As the wind turned southerly, we smelt the tip, long before we arrived, so were prepared for its unsightliness. Nevertheless, those of us on the club trip here on 25/8/96 noted that the tip is now tidier. The landfill-gas extraction plant, composting plant and recycling plant, have contributed to the improvement.

Crossing Happy Valley Road, we climbed horse tracks up a gorse-clad spur to Tawatawa Ridge’s impressive pou, carved from Oamaru stone about 1984 by Greg Whakataka. It features Te Rauparaha facing Kāpiti, and Te Rangihaeata facing Tapu Te Ranga.
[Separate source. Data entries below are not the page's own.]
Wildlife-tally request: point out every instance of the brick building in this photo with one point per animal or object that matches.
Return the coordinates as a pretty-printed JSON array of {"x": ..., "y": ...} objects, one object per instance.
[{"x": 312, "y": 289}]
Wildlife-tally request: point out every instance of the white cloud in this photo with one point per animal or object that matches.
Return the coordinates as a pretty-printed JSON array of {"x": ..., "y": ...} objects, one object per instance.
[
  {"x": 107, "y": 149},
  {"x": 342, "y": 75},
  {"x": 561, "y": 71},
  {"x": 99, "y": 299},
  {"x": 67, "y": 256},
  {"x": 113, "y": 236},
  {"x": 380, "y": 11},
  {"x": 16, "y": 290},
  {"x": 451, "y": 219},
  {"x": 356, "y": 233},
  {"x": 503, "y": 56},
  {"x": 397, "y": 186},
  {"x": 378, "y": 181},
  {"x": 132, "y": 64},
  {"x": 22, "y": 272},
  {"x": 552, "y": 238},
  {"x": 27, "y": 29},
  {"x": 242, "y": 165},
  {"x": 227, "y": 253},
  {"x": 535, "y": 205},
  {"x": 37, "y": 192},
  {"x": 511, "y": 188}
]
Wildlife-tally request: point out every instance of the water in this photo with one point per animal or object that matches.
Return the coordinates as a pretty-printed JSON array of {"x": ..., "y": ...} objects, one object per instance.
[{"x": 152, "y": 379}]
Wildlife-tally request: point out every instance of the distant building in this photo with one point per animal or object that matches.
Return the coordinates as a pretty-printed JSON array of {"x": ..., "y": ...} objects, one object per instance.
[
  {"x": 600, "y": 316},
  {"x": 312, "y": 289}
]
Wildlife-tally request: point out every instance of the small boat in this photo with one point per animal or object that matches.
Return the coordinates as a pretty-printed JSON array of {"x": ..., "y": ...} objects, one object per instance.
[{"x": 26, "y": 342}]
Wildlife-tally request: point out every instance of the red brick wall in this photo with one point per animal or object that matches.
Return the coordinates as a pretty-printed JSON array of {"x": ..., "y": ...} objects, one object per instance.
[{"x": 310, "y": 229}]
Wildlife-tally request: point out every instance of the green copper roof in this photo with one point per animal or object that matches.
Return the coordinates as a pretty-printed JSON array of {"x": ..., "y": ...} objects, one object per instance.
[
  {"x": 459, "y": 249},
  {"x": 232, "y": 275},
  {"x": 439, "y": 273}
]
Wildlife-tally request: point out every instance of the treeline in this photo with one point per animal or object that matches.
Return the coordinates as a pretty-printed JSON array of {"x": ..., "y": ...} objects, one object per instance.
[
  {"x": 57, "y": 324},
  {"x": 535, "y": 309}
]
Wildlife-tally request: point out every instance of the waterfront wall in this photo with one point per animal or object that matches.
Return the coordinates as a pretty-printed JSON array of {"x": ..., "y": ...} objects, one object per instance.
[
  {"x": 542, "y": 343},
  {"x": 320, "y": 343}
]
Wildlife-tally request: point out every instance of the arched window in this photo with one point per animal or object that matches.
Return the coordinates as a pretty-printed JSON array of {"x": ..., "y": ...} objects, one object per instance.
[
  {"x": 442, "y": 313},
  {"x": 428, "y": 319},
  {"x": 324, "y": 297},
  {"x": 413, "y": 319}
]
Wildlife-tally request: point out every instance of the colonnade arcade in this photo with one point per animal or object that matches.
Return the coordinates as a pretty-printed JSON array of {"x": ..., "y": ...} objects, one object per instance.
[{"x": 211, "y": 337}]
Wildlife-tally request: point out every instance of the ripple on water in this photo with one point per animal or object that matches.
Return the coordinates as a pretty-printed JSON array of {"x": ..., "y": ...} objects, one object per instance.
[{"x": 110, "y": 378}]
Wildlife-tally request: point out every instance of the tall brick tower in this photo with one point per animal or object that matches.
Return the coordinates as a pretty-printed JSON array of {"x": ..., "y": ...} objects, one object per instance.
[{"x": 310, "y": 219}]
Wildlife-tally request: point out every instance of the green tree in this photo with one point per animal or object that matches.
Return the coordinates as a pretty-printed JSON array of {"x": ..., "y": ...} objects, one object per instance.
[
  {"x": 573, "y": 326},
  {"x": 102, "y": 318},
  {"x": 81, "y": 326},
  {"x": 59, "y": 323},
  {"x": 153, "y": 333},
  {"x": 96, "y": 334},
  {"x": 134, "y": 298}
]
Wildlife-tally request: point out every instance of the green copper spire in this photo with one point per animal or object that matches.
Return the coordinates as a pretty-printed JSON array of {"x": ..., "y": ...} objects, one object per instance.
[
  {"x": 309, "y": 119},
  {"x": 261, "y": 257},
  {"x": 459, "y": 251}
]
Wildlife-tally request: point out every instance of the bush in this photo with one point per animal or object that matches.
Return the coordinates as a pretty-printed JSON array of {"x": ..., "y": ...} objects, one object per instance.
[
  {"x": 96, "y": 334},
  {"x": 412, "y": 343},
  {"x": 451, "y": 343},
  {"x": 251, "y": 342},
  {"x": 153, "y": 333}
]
Finally we descended the City-to-Sea Walkway via Berhampore Golf Course to Adelaide Road, Paekawakawa Valley, 7.5 hours after we started.

We thank landowners Rose Mary and Mark Jones, Roger Askin, and Steve and Christine Watson, for permission to cross their land.

Jan 2011: changes since the 1999 trip:

The goat plague has been reduced by shooting, and the fencing of the Jones’s land and the adjacent 52-ha Long Gully Bush QEII Open Space Covenant owned by Wellington Natural Heritage Trust.

Forest regeneration in the valley of Silver Stream continues apace because of goat control and Greater Wellington’s possum-poisoning work. Vegetation monitoring plots established in the valley will be used to estimate the rate of carbon sequestration per hectare.

Birds such as whitehead, bellbird, kaka and saddleback - introduced to Karori Sanctuary - visit the valley.

Long Gully Farm’s airstrip is now a ‘drift-strip’ and the farm is used for trail-bike and 4WD events. Resource consent has been granted for a wind-farm on the property.

The true right head of Carey Gully has been devastated by the bulldozing of a road across its upper slopes, with slips dumping rock on the creek bed. The landfill’s smell has been reduced since the sewage-sludge composting plant closed.

The City-to-Sea Walkway spur down to Berhampore Golf Course has been cleared of pines, and replanted with native species.

Party members
Diana Barnes, Graham Brown, Nick Campion, John Hart, Harold Hemi, Chris Horne (leader/scribe), Stuart Hudson, Ian Hunter, Peter Jagger, Lois Kluger, Rolf Kluger, Liz Martin, Ken Mosley, Tony Older, Hugh Slocombe, Tim Stone, Tricia Walbridge, Julie Woolf.